2) Natural environment management
Whilst many attempts have been made at managing natural resources, it seems that man has not mastered this sufficiently to date. The Yellowstone Park in the US is a classic example. The intention was to create a natural environment that would last. However, what was not taken into account was the every-changing structure of nature and all that happened was that in this instance the natural environment was made worse. (See Playing God in Yellowstone Park: The destruction of America’s first National Park (1986), New York: Atlantic)
What does not seem to be allowed for in such instances is the natural balance that nature maintains. If you disturb plant and tree growth or animal population, the is a resultant cost. For example change tree species and it can have an adverse effect on wildlife and the land around it. Similarly, artificially reduce predators and the resultant increase in their prey numbers may damage the plant structure.
3) Kyoto Agreement
Many have hailed the Kyoto agreement as the most effective answer to global warming. However, even if the US were to sign up to this agreement, the reduction it would have is to reduce global warming by the year 2100 by between .04 and .28 of a degree Celsius. (See IPCC publications and Bjorn Lomberg). If the predictions of the problem are to be relied on these levels, will not sufficient to address the issue effectively.
The conclusion from this is that we simply do not know how bad global warming is. Neither can we be sure that the measures being taken to address it are effective.
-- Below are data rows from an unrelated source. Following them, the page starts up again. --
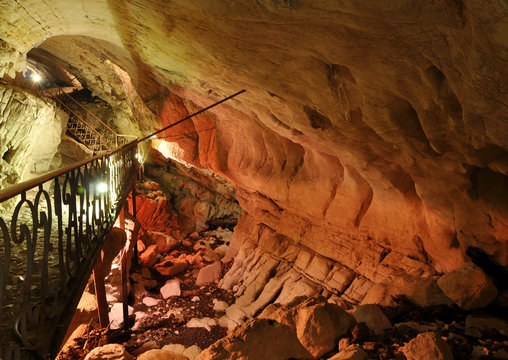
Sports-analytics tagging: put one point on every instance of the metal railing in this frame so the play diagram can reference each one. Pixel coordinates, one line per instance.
(51, 230)
(49, 240)
(97, 136)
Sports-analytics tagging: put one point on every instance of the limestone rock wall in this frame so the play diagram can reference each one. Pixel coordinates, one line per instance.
(31, 130)
(373, 136)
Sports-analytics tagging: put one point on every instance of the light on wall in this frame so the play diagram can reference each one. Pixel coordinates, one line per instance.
(36, 77)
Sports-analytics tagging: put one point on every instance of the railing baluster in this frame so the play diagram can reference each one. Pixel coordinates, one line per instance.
(59, 237)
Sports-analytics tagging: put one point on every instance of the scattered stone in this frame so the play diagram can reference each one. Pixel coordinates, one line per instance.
(205, 323)
(150, 185)
(109, 352)
(276, 341)
(175, 348)
(147, 346)
(501, 354)
(116, 315)
(149, 301)
(209, 274)
(427, 346)
(169, 268)
(417, 326)
(210, 255)
(352, 352)
(360, 332)
(164, 242)
(145, 273)
(484, 323)
(219, 305)
(171, 288)
(194, 259)
(373, 316)
(221, 250)
(319, 325)
(468, 286)
(139, 291)
(149, 257)
(344, 343)
(479, 351)
(192, 352)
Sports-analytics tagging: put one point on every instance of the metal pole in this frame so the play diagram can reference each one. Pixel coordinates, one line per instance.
(190, 116)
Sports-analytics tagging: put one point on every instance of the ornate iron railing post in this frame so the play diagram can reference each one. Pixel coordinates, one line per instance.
(48, 247)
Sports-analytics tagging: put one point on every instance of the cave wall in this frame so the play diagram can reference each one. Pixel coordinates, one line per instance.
(373, 135)
(31, 131)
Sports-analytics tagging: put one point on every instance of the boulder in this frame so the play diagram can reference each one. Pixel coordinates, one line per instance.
(318, 324)
(146, 346)
(175, 348)
(373, 316)
(352, 352)
(209, 274)
(164, 242)
(468, 286)
(116, 315)
(259, 339)
(109, 352)
(169, 268)
(205, 323)
(159, 354)
(171, 288)
(219, 305)
(427, 346)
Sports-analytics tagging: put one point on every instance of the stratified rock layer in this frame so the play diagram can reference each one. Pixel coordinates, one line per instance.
(371, 143)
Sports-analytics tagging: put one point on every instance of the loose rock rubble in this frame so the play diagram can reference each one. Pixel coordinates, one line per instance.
(178, 310)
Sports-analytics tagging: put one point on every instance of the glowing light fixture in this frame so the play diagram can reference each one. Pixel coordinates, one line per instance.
(36, 77)
(102, 187)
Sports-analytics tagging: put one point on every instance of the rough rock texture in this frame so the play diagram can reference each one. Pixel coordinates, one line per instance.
(109, 352)
(427, 346)
(159, 354)
(353, 352)
(318, 324)
(259, 339)
(373, 317)
(31, 131)
(468, 286)
(371, 144)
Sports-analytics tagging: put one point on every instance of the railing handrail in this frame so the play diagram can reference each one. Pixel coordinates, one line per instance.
(76, 115)
(18, 188)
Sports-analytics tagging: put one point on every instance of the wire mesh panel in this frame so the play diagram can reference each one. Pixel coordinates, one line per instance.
(51, 230)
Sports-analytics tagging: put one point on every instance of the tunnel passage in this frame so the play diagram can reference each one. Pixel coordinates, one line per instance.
(368, 153)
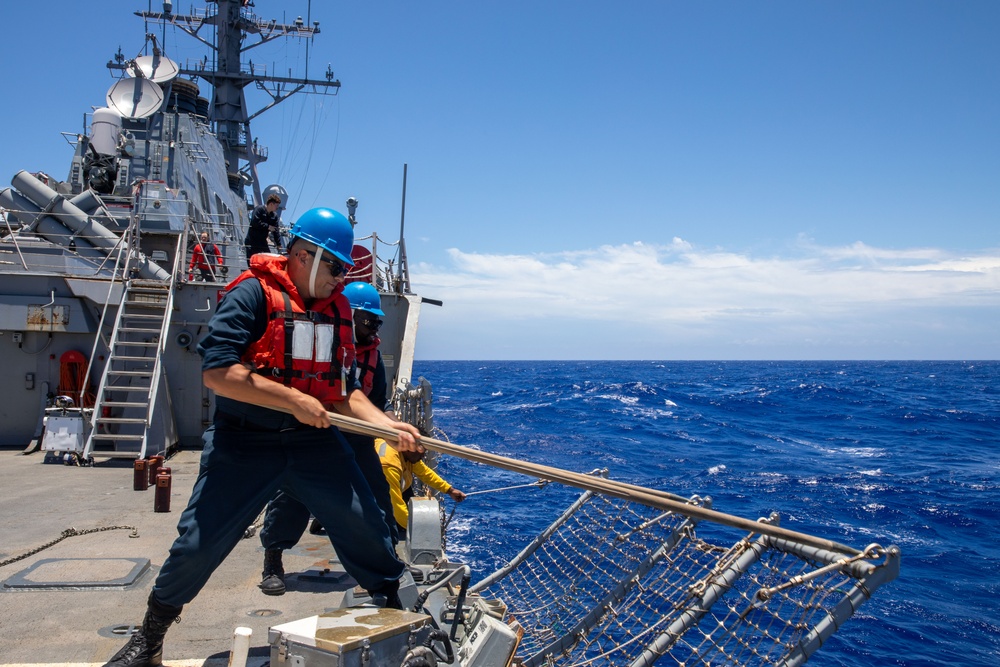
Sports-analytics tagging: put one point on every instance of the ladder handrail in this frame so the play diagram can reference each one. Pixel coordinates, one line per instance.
(104, 312)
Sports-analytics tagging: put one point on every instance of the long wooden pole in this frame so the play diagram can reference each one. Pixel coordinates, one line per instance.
(651, 497)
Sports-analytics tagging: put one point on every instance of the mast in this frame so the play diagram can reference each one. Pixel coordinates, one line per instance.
(229, 76)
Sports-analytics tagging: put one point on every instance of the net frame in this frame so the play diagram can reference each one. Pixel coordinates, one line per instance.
(614, 582)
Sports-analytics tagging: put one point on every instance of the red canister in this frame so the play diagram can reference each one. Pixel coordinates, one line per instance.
(161, 501)
(154, 464)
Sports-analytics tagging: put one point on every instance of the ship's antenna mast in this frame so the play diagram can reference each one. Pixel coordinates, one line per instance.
(402, 286)
(234, 22)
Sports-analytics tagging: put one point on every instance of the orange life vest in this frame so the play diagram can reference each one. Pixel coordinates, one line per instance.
(367, 363)
(311, 350)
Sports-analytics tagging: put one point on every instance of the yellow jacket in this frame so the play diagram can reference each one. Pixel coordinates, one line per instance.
(399, 473)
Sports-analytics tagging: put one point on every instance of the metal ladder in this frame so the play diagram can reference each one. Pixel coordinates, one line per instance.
(133, 377)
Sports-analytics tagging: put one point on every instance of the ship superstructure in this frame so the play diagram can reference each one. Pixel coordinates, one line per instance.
(98, 303)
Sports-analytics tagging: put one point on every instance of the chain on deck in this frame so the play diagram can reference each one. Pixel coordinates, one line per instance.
(618, 583)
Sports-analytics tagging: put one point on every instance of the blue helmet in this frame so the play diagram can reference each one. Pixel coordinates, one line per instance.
(329, 230)
(363, 296)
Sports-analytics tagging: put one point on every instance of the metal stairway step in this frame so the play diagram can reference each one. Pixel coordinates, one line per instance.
(114, 453)
(117, 436)
(141, 316)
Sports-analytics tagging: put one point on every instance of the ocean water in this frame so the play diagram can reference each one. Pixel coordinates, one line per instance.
(904, 453)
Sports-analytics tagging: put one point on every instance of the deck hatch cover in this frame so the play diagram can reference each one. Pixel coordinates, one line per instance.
(71, 573)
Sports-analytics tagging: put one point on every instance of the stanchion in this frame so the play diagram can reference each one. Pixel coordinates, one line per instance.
(241, 647)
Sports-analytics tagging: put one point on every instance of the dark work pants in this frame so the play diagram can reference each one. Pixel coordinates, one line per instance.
(241, 470)
(287, 517)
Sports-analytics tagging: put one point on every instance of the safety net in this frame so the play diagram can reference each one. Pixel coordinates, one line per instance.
(613, 582)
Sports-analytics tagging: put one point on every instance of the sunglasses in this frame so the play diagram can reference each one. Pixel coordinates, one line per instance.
(335, 265)
(374, 325)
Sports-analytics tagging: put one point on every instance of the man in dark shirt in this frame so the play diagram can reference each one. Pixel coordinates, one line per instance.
(287, 517)
(263, 221)
(251, 358)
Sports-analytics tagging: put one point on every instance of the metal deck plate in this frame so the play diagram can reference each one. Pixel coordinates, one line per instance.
(69, 573)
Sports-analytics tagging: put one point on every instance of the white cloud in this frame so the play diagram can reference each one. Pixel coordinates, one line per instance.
(677, 301)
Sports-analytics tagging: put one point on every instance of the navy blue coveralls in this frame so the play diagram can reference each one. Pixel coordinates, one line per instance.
(286, 518)
(251, 452)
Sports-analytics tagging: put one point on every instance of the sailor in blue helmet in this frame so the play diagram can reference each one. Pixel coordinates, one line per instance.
(287, 517)
(280, 337)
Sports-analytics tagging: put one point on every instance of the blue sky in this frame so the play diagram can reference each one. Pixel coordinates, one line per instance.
(637, 180)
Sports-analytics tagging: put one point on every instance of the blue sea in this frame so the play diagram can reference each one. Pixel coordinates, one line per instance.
(902, 453)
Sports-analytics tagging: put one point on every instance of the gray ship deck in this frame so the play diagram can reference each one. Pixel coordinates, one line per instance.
(77, 626)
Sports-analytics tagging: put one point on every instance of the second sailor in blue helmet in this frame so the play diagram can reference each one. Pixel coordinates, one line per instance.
(278, 354)
(370, 372)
The problem is that if one says to a scientist “there is an issue here, can you look into it?” the natural human tendency is for research to concentrate on finding the issue, without addressing the possibility that it may not exist. Therefore, even if it is sub-conscious, the potential for data to be manipulated to prove the point exists. Similarly, if you do not accurately know the level of the problem, how can you be sure to take the correct measures to address it?
There is no doubt that more research is required, but it is also important in my view, that the conflicting data is analysed, compared and evaluated in an effort to achieve a more definitive and accurate interpretation of all the facts. Only then can we consider the best and most effective measures, if needed, to address the issues.
There is one final point I would like to make. If one accepts that there is global warming and the human race can do something about halting or reducing it, will we be able to stop the reversal at the right time? In other words, if we succeed in measures that achieve a year on year reduction of temperature, will we be in a position to stop the process at an optimum temperature level, or will the reducing measures continue, sending us into a period of global cooling that might have equally devastating effects on us and the planet?